A mom’s proud vantage point of a daughter advocating for Tourette Syndrome

I’m not a blogger. I’m not a writer. I’m not a poster on social media.  I’m just a mom…a proud mom of a child with Tourette Syndrome. And last Monday, my 15-year old daughter gave a presentation on TS to 55 faculty members at her former 4th/5th grade school.  

She hasn’t seen most, if any, of these teachers in almost five years.
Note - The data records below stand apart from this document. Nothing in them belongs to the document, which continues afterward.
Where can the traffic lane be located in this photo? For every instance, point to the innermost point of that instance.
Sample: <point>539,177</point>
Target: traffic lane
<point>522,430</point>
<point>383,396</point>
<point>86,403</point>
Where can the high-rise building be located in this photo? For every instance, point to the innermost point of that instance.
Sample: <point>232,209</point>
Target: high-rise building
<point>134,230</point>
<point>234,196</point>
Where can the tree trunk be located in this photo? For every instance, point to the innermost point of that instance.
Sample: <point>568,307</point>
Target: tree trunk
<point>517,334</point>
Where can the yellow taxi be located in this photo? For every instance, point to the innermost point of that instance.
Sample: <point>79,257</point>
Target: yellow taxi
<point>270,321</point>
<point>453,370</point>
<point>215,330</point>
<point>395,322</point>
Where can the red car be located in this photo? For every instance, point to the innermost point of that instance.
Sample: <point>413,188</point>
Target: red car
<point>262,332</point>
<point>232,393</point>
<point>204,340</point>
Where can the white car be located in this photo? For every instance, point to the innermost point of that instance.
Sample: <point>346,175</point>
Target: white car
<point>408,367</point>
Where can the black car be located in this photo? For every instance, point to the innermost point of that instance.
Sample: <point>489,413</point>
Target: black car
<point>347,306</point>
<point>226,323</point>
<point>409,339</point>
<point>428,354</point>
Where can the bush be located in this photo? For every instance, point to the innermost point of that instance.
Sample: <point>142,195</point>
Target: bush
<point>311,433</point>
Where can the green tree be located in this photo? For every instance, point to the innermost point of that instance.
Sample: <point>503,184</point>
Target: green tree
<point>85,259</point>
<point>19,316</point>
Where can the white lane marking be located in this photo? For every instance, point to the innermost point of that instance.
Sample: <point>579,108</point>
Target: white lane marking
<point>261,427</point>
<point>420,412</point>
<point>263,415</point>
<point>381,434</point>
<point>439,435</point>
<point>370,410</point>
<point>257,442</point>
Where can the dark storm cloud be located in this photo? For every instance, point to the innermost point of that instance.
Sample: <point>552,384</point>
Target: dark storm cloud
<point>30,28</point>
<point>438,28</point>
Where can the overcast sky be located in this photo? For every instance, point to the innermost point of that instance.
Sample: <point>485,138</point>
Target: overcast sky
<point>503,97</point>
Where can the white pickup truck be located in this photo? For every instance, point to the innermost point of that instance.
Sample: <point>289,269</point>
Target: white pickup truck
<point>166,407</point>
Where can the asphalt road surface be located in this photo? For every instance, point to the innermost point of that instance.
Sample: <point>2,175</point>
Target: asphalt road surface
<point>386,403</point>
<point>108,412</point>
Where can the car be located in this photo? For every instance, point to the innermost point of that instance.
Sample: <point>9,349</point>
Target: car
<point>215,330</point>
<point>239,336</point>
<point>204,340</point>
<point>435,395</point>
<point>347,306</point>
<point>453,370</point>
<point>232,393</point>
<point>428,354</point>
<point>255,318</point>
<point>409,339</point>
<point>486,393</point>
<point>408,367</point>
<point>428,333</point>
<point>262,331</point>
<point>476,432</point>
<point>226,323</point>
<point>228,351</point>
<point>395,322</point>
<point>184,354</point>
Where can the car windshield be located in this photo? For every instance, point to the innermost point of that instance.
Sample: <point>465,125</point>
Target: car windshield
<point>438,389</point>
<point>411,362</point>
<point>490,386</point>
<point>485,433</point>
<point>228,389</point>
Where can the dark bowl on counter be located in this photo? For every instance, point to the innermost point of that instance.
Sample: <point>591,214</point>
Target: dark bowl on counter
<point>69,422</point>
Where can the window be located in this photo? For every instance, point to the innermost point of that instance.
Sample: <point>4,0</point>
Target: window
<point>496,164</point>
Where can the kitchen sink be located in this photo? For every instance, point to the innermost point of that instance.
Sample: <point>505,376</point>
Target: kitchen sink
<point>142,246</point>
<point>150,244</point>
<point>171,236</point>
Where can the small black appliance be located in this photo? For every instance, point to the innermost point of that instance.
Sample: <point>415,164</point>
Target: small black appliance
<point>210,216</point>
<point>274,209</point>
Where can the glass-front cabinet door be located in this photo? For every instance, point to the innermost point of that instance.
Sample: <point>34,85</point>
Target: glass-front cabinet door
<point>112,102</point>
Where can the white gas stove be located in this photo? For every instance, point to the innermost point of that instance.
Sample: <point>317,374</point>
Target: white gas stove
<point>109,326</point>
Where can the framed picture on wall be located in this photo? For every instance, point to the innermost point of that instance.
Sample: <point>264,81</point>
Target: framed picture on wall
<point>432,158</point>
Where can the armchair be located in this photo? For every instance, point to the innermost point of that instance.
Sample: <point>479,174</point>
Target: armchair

How would she appear to them?  Would they notice how tall she is? Would they comment on her braceless smile?  Or would they catch a glimpse of her quick blinking eyes and small grimaces?  Would they notice she has TS, and that’s why she’s presenting to them?  They have no idea how prepared she is.

I sit in the back of the open-spaced media center, leaning up against a bookcase.  I can see her entirely from my vantage point.  

Perfect…just me watching her.  I prefer being in the back of the room, where the attention is off of me and she has the stage.  She’s comfortable up there gazing at the crowd.  The room gets quiet, and you can hear a pin drop.  She starts to speak with her sweet voice.  

She’s confident and assured.  She knows her material and knows it well.  How could she not.  She’s been experiencing TS since she was seven.  She’s the expert…it’s empowering to be the expert.

We all watch as she moves from slide to slide, explaining in detail what Tourette Syndrome is, how it’s genetic and how it can appear.  

She throws in short stories of personal experiences.  She giggles…not an inappropriate chortle, but a happy one because she’s on THIS side of TS…the expert side…the side that knows how far she’s come and wants the world to know that she can beat TS; it doesn’t have to beat her.

She engages the large group in an activity.  For one minute she demonstrates to this group of educators what it’s like to have TS. Groans from the audience:

“That was impossible to do!”

“Is this what she experiences every day?”

“Wow…I had no idea.”

She smiles big…proudly…like she’s won the 4-foot trophy with the gold statue at the top.  “Ah-hah,” she thinks. “Now they get it!  Now they have a glimpse into my world!  Maybe they’ll be more patient and understanding with others experiencing TS.”

She comes to the last slide.  As the mom, I think I’m going to be better this time.  I can never make it past this last slide without a quivering of the lip or pooling in my eyes.  But this time I’m going to be better.  She’s honest and genuine when she speaks.  She’s not angry, but sweet…oh so sweet.  She reads the slide:

“I’m sorry that TS bothers you.  It bothers me more.”

Swoosh!  The tears fall down my cheeks.  Does anyone see…I hope not.  I quickly pat my face and sniffle my nose.  She gets me every time.  I’m so proud of her…I can tell others are, too, when they approach her.  She is remarkable, this daughter of mine.  How lucky I am that she is who she is — TS and all.  

I’m so proud.


  1. OMG!!!! Your daughter is awesome!!!!!! Would you guys come to Milford-PA to do a presentation at my 8 years old daughter school? Please let me know! Thank you!!!

    • Not sure where Milford, PA is but we do have PA Youth Ambassadors that do exactly what Sarah does for TS. Based on where you live, I can see if I can get someone out to your school. It really has made a difference.

        • *far northEast* …Ok, I really want this to happen. What is the next step? What do I have to do? I already spoke with the head of the S.E. Department at her school and they are ok with it! Education to all around not only my daughter but all the kids out there with TS, is the best thing we can do to help them. <3 Thank you so much!!

          • Livia, the bridge crossing from NJ into PA is in the far northwest portion of NJ. :) Milford itself is in the far northeast portion of PA. Anyway, if you are interested in this, please contact the New Jersey Center for Tourette Syndrome at 908-575-7350 to see if they can set this up for you. It’s possible you might be referred to the PA chapter, however. Can’t hurt to ask!

  2. Carole, You should be so proud of her! Sarah is a terrific advocate for all those with TS. I am sure her presentation made an impact on the audience. This kind of advocacy is so important. Keep spreading the word.

    • Barbara, as you well know, the Youth Ambassador program is remarkable! Can’t say enough about all these young men and women who are giving of their time to educate peers and adults on the “real-deal” about TS. We’re so lucky we know two of them!!

  3. This is just wonderful. Good on ya! You should be very proud of your daughter, and I’m sure she’s very proud of you as her mum. She wouldn’t be the way she is today if it wasn’t for you. I’m sure this would have been a rippa of a presentation to watch! Do you have video of it?

    • I haven’t video taped it yet, and am disappointed that I haven’t prepared for that. I hope to soon…great idea…thanks!